Question

A 1-in-diameter Stefan tube is used to measure the binary diffusion coefficient of water vapor in air at \(80^{\circ} \mathrm{F}\) and \(13.8\) psia. The tube is partially filled with water with a distance from the water surface to the open end of the tube of \(10 \mathrm{in}\). Dry air is blown over the open end of the tube so that water vapor rising to the top is removed immediately and the concentration of vapor at the top of the tube is zero.
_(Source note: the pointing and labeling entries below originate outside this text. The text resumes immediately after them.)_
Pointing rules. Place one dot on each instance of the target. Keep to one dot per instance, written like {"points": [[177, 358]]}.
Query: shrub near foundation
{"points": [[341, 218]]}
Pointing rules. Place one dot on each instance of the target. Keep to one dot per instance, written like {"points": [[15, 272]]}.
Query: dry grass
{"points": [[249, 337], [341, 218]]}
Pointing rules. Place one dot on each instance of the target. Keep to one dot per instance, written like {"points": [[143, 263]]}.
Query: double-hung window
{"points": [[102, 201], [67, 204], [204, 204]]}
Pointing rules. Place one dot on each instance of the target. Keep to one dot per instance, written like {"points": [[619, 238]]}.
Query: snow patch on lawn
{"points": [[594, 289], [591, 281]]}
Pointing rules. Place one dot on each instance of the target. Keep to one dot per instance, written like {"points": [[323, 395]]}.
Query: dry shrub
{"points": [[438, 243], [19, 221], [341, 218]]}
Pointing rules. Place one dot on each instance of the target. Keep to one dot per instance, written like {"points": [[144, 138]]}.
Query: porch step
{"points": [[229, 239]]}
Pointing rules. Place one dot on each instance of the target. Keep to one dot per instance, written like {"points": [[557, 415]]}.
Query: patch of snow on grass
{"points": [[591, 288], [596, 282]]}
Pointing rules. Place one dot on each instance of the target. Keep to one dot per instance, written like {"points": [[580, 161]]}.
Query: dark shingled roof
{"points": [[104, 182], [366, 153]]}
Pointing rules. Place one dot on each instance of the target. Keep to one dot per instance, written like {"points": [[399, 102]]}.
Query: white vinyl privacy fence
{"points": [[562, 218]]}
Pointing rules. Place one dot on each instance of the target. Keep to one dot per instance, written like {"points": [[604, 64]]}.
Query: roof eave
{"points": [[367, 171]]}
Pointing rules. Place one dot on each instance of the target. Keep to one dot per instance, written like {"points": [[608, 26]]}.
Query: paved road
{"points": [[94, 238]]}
During 10 days of continuous operation at constant pressure and temperature, the amount of water that has evaporated is measured to be $0.0025 \mathrm{lbm}$. Determine the diffusion coefficient of water vapor in air at \(80^{\circ} \mathrm{F}\) and \(13.8\) psia.

Short answer

Answer: The diffusion coefficient of water vapor in air at the given temperature and pressure is approximately \(0.00221\mathrm{m^2/s} \times \frac{1}{C_0}\), where \(C_0\) is the concentration of water vapor at the bottom of the tube.

Step-by-step solution

Convert units to SI (from imperial system)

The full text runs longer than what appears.